Book Review: Private India by Ashwin Sanghi and James Patterson

When two best-selling crime authors come together, the result’s got to be one helluva novel right? Private India is a part in a ‘Private’ world wide series written by James Patterson and a local author (usually),in this case Ashwin Sanghi and is a super murder mystery set in Mumbai that keeps the reader guessing.

The Story
A murder is discovered in a hotel by a maid, and strange symbols appear on the site of the murder. The murdered woman is discovered to be an accomplished surgeon. Tied to her hands are a lotus and a fork, and tied to a foot is a tiny Viking helmet. She has been strangulated, and a yellow scarf tied to her neck. Private India, an investigating agency headed by Santosh is called in to investigate the case in collaboration with the Police headed by ACP Rupesh.
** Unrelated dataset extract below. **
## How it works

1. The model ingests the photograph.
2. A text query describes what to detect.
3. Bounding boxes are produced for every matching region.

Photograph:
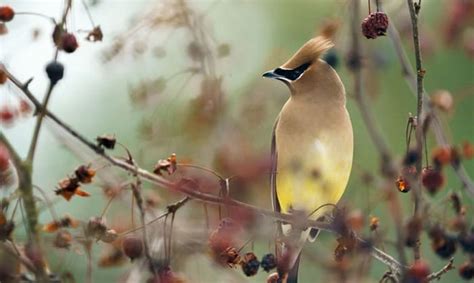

 After the first murder of the doctor,  the series of murders continue with more women being discovered with strange symbols around them and the yellow scarf around their necks. After the doctor,.a journalist, a famous singer, an influential politician, a social-worker, and a school principal are all found dead killed by seemingly the same person in a similar fashion. All the women are found with yellow garrotes around their necks and strange symbols around them.  The team is flummoxed and is unable to find the common link apart from a few unrelated people whose names keep cropping up during the investigation. Santosh and team need to find out how the murders are connected, what the symbols are, what story the murderer is trying to tell and who the next targets are before the murderer gets to them. The urgency to solve this case increases further as sinister events unfold on the side and the murderer strikes again and again.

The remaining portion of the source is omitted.